Junichi Miyakawa, President & CEO at both SoftBank Corp. and HAPSMobile, said: “We’re excited to be collaborating with Lendlease, a company with a strong track record and extensive expertise in Australia. With its large landmass, much of Australia is still without mobile network coverage. That’s why we believe HAPS-based solutions could be optimal for industrial IoT, emergency communications and other applications in addition to providing broadband for rural communities. We look forward to studying the business potential of HAPS in the Australian market with Lendlease.”

HAPS – whether they be airships, balloons, or fixed-wing drones – offer a way to provide connectivity to rural and unconnected areas without the upfront costs of cell towers or satellites or the need for specialist receivers. Google/Alphabet's now-defunct high altitude balloon unit Project Loon was probably the most famous example, but a number of companies are looking to develop a successful platform in the space.

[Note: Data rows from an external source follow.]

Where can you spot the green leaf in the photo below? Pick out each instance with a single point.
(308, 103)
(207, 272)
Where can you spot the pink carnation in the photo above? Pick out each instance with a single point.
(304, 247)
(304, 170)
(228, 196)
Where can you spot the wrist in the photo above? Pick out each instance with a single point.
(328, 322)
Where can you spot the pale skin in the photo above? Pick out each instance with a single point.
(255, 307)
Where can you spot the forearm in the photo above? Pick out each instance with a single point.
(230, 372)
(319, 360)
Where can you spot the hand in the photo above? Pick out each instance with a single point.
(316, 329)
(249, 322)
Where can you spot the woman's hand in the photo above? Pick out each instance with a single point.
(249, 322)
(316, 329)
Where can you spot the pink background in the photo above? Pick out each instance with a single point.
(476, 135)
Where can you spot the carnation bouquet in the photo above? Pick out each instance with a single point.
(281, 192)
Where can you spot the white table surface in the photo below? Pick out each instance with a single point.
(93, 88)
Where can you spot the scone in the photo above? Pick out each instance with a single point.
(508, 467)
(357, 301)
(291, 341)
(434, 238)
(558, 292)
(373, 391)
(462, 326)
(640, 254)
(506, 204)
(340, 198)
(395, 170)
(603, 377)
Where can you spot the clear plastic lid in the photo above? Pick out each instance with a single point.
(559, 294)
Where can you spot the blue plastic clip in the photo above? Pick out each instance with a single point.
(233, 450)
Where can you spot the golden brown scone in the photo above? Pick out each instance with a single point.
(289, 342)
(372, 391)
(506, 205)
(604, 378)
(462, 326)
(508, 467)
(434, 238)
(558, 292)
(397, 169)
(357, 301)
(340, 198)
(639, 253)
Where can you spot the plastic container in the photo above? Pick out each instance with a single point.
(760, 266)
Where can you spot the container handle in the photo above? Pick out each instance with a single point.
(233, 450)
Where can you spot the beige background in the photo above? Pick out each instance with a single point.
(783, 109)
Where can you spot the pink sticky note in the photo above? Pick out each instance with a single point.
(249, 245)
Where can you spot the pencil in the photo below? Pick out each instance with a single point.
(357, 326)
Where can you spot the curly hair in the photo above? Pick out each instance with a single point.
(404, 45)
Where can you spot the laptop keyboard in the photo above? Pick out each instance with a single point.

SoftBank has made a large number of investments in the space in recent years. The company was an investor in Loon – and acquired some of the unit’s patents in the wake of its closure – but also set up HAPSmobile in 2017 in conjunction with US military drone firm AeroVironment. It has also invested across a number of other sky-based companies; as well as HAPS, it has investments in both Low Earth Orbit LEO and Geosynchronous Earth Orbit (GEO) satellite firms and even aerostats (tethered blimps).

In June 2021, SoftBank launched its own Non-terrestrial Network (NTN) service to provide connectivity solutions from high altitudes and orbit.

“We have a long-standing relationship with SoftBank in Japan that goes back to 2002,” added Andrew Gauci, Lendlease Managing Director of Japan and Head of Telecoms & Data Infrastructure Asia. “We believe in applying our industry expertise and working collaboratively with partners to seek new opportunities. We are excited to be partnering with SoftBank’s subsidiary HAPSMobile to explore this opportunity further.”